WHO warns about richer countries monopolising Covid-19 vaccine

world health organisation chief

On 18 January, leader of the World Health Organisation (WHO) warned of the moral consequences of the Covid-19 vaccine rollout. Richer countries are monopolising the jab and developing countries are paying the price.  

“The world is on the brink of a catastrophic moral failure. The price of this failure will be paid in lives and livelihoods of those living in the world’s poorest countries,” warned Tedros Adhanom Ghebreyesus, Director-General of the World Health Organisation.


He addressed the Executive Committee of the United Nations office in Geneva, condemning the selfishness of richer countries and criticising vaccine manufacturers. The Director-General disagreed with the current approach taken by manufacturers, which is to only seek approval for use from regulatory agencies in wealthier nations.
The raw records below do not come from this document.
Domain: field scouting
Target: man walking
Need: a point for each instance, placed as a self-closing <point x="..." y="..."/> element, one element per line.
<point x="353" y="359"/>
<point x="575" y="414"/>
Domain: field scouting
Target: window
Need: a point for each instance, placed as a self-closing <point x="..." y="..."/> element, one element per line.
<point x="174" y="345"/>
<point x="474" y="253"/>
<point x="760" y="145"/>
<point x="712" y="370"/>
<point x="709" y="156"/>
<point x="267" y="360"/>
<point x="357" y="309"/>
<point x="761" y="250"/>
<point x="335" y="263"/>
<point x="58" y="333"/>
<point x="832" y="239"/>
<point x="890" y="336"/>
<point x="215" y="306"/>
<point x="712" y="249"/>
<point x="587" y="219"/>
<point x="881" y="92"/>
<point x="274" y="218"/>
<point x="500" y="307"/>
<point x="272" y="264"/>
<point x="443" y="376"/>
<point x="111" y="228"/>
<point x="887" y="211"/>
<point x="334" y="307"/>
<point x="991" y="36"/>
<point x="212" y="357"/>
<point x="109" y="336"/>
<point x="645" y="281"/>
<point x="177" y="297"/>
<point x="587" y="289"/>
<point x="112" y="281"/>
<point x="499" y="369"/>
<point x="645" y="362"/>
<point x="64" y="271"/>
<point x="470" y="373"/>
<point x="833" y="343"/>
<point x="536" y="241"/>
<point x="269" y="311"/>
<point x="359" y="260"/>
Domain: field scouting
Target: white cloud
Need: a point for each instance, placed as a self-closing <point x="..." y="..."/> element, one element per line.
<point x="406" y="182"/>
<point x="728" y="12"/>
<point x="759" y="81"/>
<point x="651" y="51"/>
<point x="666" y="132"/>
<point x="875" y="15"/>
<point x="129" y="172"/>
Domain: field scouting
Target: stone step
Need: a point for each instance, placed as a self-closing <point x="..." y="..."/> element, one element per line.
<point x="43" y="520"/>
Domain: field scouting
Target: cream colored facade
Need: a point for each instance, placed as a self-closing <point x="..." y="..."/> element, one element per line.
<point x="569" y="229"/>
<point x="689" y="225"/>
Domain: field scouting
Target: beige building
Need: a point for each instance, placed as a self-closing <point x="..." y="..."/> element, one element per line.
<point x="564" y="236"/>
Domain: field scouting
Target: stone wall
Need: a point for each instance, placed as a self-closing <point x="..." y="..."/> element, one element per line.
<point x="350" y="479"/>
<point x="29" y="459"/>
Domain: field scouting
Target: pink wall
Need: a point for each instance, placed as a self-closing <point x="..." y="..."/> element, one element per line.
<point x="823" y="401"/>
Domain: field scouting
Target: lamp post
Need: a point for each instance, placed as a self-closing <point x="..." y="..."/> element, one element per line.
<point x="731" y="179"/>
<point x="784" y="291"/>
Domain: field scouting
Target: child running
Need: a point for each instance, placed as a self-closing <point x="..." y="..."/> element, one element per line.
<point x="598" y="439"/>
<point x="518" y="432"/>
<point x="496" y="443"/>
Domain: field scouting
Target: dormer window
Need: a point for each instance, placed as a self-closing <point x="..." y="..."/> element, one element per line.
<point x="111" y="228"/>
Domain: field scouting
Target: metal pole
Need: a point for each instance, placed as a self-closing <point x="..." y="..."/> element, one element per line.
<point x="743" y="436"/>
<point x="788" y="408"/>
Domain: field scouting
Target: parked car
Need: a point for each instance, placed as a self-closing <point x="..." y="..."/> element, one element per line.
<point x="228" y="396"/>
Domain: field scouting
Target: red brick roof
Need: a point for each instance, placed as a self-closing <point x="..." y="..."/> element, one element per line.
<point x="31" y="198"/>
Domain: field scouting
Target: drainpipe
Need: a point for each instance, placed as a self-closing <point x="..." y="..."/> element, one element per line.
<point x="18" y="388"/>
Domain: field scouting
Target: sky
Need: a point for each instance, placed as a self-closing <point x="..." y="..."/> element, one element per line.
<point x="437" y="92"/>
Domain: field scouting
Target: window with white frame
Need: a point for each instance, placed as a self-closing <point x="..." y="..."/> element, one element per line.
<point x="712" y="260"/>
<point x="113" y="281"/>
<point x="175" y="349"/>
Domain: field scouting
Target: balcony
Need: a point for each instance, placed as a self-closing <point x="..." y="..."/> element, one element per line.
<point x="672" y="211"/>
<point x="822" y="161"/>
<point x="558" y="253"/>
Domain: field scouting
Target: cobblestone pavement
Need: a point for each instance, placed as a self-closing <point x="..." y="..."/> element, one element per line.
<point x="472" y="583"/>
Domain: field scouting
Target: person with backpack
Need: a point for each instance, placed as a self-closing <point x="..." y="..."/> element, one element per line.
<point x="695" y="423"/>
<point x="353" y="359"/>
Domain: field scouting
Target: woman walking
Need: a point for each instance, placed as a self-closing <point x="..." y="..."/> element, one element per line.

According to him, WHO should be the body to approve vaccines and declare them safe to administer in all countries. The new British Covid-19 variant serves as a reminder of the need for a quick and fair global distribution of the vaccine.

39 million doses for rich countries versus 25 in one poor country

Across 49 rich countries, 39 million doses of the Covid-19 vaccine have already been administered. However, the leader of the World Health Organisation lamented that “in one of the world’s poorest countries, only 25 doses have been administered.” He went on to clarify, without naming the country, that “this figure is not 25 million, not 25,000, but simply 25.”

The Princely government in Monaco is a huge advocate of equality and works in close partnership with WHO. In May last year, Prince Albert II attended the virtual event “Coronavirus Global Response“. Set up by the European Union, the initiative aimed to establish a coordinated global response to the coronavirus pandemic.